Striking workers of the Abuja Environmental Protection Board have threatened to shut down all public cemeteries in the Federal Capital Territory.

The threat came after the striking workers locked up cemeteries on Wednesday, but they later agreed to reopen them on Thursday after they were prevailed upon by both the administration and the Presidency.

The striking workers had been on an indefinite strike since Tuesday over the failure of the FCT Administration to implement a new salary structure for them.

Chairman of Amalgamated Union of Public Corporation, Civil Service Technical and Recreational Services Employees in AEPB, Muktar Bala, told newsmen that if no action was taken, the cemeteries will be shut down.

Bala said the FCT administration had not placed any priority on the welfare of members of the union, who were daily exposed to various health hazards, including handling of corpses.

According to him, the reopening of the cemeteries on Thursday was temporary to allow for negotiation, but they will be shut down again if the discussions fail.

He further emphasised that if no agreement was reached, the union would also close all the board’s systems and operations in the territory as well as the city’s central sewer treatment plant at Wupa District.

“As the Chairman of one of the unions in AEPB, I can assure you that it is a collective decision by the whole unions, with backings from the National union.

“People think it is only waste management that we do, they don’t know that even unclaimed corpses in hospitals are taken care of by us.

“These dead bodies that have over stayed in the hospital for three to four years, we take care of them, without knowing what killed them.

“Hospitals come to us when they want mass burial for such dead bodies.

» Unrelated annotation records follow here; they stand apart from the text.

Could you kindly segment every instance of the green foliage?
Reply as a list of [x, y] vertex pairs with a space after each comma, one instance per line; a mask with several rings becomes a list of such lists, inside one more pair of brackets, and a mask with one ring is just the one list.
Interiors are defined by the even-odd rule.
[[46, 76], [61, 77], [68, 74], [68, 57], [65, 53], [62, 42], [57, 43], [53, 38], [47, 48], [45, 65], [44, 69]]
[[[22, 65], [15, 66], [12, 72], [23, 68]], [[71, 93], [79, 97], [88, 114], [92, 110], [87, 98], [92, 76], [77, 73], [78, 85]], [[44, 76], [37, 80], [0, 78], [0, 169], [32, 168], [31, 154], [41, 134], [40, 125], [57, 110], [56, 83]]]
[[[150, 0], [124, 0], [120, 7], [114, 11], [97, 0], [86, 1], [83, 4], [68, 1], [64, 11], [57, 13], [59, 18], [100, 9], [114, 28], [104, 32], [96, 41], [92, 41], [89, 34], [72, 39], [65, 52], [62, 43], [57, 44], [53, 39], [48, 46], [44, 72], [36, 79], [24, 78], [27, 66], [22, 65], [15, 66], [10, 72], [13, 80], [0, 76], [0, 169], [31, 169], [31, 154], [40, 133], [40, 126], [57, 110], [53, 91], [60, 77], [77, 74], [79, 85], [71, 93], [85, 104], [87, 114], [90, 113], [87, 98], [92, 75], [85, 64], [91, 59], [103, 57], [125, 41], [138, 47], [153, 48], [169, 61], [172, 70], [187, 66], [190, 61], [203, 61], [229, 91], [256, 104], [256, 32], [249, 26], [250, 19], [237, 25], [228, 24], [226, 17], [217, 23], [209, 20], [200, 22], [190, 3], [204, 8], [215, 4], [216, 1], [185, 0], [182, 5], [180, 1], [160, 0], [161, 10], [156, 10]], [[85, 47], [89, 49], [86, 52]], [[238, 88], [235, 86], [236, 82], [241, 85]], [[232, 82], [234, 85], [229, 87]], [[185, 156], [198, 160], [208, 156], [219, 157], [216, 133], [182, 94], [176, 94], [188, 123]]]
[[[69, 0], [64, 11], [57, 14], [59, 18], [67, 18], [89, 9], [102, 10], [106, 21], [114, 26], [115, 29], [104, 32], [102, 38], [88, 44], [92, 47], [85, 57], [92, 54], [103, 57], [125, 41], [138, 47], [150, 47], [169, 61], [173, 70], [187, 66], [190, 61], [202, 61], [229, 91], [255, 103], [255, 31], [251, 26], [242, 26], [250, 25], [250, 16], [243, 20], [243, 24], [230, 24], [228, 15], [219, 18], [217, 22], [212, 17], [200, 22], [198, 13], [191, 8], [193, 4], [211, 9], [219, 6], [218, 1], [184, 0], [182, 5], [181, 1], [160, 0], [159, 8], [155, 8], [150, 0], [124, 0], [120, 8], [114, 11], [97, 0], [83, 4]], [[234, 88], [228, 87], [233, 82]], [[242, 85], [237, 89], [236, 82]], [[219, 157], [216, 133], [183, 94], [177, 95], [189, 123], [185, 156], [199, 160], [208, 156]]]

“If there are unclaimed or unknown corpses either on the road or elsewhere, Police will write reports and bring them to us for burial.

“All these hazards, people don’t look at it.

“We want to tell the administration that apart from managing the solid waste, we engage in other things,” the chairman said.

Public cemeteries in the nation’s capital are properly protected with perimeter fence and gates, which are managed by a department in the AEPB.